Ms. MADDOW: Do you think that my tone on this show is equivalent to people calling Barack Obama somebody who pals around with terrorists, people yelling from the audience at McCain-Palin rallies, bomb Obama. Are you accusing me of an equivalence in tone?
Mr. FRUM: I think the question is, given the small plate of responsibility that you personally have, how do you manage that responsibility?
ADLER: Maddow says she is giving real information but in a funny and acerbic way.
Mr. REM RIDER (Editor, American Journalism Review): She's funny. She's thoughtful and smart and doesn't seem to be following a script.
ADLER: Rem Rider is the editor of the American Journalism Review, a bi-monthly magazine that critics the performance of the news media. He says, as a nation, we seem to want more and more to have our views reinforced.

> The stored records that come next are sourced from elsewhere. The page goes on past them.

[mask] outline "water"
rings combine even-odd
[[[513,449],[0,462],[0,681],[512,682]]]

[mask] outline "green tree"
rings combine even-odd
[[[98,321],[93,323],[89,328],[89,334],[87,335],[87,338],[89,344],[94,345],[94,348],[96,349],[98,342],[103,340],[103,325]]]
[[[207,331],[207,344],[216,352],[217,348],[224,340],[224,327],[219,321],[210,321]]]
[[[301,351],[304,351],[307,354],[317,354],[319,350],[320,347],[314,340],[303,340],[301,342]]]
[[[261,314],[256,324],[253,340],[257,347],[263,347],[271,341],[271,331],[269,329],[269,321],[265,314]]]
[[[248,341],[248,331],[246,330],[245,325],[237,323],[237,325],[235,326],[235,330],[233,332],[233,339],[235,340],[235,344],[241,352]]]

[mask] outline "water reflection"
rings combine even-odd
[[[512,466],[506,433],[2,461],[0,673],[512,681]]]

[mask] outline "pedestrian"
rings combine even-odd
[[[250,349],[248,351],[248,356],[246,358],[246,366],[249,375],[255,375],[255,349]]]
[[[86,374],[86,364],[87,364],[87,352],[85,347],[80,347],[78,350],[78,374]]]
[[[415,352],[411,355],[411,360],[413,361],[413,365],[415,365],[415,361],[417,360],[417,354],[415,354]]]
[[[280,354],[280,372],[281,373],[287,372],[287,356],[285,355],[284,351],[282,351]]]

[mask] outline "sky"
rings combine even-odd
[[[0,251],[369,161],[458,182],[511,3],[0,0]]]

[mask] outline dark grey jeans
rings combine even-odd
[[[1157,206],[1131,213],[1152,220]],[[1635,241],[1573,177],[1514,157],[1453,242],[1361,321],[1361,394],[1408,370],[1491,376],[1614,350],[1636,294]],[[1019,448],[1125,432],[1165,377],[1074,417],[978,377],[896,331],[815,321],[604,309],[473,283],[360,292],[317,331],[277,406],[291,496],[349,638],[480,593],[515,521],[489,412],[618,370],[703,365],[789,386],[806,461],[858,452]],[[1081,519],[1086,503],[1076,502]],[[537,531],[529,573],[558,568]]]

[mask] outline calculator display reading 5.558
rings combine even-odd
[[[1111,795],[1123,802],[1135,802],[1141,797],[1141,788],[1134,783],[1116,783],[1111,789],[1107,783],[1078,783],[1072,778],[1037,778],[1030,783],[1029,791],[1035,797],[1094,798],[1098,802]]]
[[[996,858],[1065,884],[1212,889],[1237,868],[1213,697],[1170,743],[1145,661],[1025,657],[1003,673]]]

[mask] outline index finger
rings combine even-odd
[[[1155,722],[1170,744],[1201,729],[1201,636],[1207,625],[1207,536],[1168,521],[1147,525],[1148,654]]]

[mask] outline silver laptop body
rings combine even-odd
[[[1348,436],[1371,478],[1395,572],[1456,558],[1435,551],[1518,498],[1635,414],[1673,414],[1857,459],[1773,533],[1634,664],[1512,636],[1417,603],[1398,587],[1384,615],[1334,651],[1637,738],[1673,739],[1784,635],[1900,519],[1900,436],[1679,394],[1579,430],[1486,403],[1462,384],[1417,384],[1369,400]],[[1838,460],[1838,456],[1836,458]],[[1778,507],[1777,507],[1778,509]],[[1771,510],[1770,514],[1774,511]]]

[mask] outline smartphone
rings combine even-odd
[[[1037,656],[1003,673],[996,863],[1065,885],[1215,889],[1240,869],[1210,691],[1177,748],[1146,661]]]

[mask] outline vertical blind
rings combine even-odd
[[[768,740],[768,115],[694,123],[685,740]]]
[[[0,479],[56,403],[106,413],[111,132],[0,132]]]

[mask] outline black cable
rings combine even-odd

Mr. RIDER: If there's going to be a very successful cable outlet on one side, there's nothing wrong with having one on the other side. What's unfortunate, though, is that - you know, it's not in a vacuum. This kind of reflects and reinforces the, you know, increasingly partisan nature of our politics.
ADLER: Rachel Maddow says, for her, the issue is not left or right. She says MSNBC has promoted hosts that are characters, whether it be Joe Scarborough or Keith Olbermann or Chris Matthews. Here is what it feels like, she says, from inside the network.
Ms. MADDOW: Feel free to broadcast from somewhere beyond the middle of the bell curve. Don't try to seem like every man. Try to be a real person. And so for me, yeah, part of that is that I'm liberal. But there's so many other ways that I'm in a very specific place on that curve. I'm young. I'm female. You know, I've got a background as an AIDs activist.
ADLER: You're a lesbian?
Ms. MADDOW: There's that gay thing, indeed, and I'm out about it. There are so many ways that you can be not trying to represent some mythical mainstream.
ADLER: But opinionated personalities are a cable mainstay, even if her collection of attributes is unique. Rachel Maddow says she's just learning to do this thing called television. The day I interviewed her, she said she'd had two hours of sleep. She's trying to pace herself.
Ms. MADDOW: Who knows how long this is going to last. I won the job lottery. I got my own TV show in an election year on a network that knows exactly who I am. And I have no idea like when I am going to wake up from this dream, but while I am in it, I want to try to do something I am really proud of.
ADLER: As for sleep, Maddow says she'll get some November 5th. Margot Adler, NPR News, New York.